Although stopping short of condemning the violent War on Drugs – which many see to be a catastrophic and prolonged failure – he did bring up the Drug Enforcement Agency (DEA) on its potential short-sightedness. The DEA, along with legislation, has the power to change the archaic classifications on marijuana, but Obama didn’t sound convinced that they would anytime soon.
“As you might imagine, the DEA, whose job it is historically to enforce drug laws, is not always going to be on the cutting edge about these issues,” he said.
The controversial plant in question. Ksenia Ragozina/Shutterstock
At present, marijuana is legal as either a medicinal treatment, a recreational drug, or both, in several US states, despite the fact that federal law sees it as illegal.
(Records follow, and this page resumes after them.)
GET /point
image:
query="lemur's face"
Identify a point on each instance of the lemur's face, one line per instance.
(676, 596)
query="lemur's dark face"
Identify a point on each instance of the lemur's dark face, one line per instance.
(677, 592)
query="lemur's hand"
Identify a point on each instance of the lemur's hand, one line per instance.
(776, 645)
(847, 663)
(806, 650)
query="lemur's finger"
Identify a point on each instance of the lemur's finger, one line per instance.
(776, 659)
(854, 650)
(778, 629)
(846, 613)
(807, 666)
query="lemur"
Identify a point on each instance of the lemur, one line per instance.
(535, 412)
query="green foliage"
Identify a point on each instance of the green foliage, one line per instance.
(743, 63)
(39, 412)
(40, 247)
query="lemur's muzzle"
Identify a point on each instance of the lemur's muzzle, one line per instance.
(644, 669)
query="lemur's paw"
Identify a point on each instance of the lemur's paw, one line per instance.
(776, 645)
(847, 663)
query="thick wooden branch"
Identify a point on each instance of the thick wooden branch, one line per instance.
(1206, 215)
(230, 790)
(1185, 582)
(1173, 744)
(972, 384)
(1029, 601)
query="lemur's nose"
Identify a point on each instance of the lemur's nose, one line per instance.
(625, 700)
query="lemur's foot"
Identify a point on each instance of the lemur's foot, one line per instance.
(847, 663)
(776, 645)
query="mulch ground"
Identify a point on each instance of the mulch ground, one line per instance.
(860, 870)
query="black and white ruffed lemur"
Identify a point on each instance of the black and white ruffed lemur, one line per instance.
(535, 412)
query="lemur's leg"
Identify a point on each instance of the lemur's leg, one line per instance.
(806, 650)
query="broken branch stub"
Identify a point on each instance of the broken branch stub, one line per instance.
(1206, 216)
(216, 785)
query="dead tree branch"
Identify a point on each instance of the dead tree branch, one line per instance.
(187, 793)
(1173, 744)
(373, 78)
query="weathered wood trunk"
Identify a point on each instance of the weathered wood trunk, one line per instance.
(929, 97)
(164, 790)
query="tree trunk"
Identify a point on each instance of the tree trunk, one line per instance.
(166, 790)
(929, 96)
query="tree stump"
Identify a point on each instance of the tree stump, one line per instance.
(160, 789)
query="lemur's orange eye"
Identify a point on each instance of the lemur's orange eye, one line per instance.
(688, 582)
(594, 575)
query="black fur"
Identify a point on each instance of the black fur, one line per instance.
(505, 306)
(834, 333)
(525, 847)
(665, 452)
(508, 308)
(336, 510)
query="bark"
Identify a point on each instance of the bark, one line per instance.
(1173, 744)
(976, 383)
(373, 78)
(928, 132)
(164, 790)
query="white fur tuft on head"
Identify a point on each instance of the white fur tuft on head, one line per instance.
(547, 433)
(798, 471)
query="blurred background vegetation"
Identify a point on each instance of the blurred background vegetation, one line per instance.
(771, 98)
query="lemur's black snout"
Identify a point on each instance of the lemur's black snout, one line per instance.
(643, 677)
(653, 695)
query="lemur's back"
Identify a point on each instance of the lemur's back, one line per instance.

This contradiction is causing the DEA a lot of difficulty, and no one is really sure how to deal with this legal quandary – including Obama.
“It is untenable over the long term for the Justice Department or the DEA to be enforcing a patchwork of laws, where something that's legal in one state could get you a 20-year prison sentence in another,” he told Rolling Stone.
Comparing the evolution in the nation’s policy on marijuana to that of same-sex marriage, Obama was quick to point out that it didn’t happen overnight. It took small, incremental changes – repealing Don’t Ask, Don’t Tell and changing visitation laws for same-sex couples – before the Supreme Court reached a tipping point.
So progress will be made, although its pace may slow now that conservatives control the House of Representatives, the Senate, the White House, and soon the Supreme Court.
“I will have the opportunity as a private citizen to describe where I think we need to go,” Obama noted.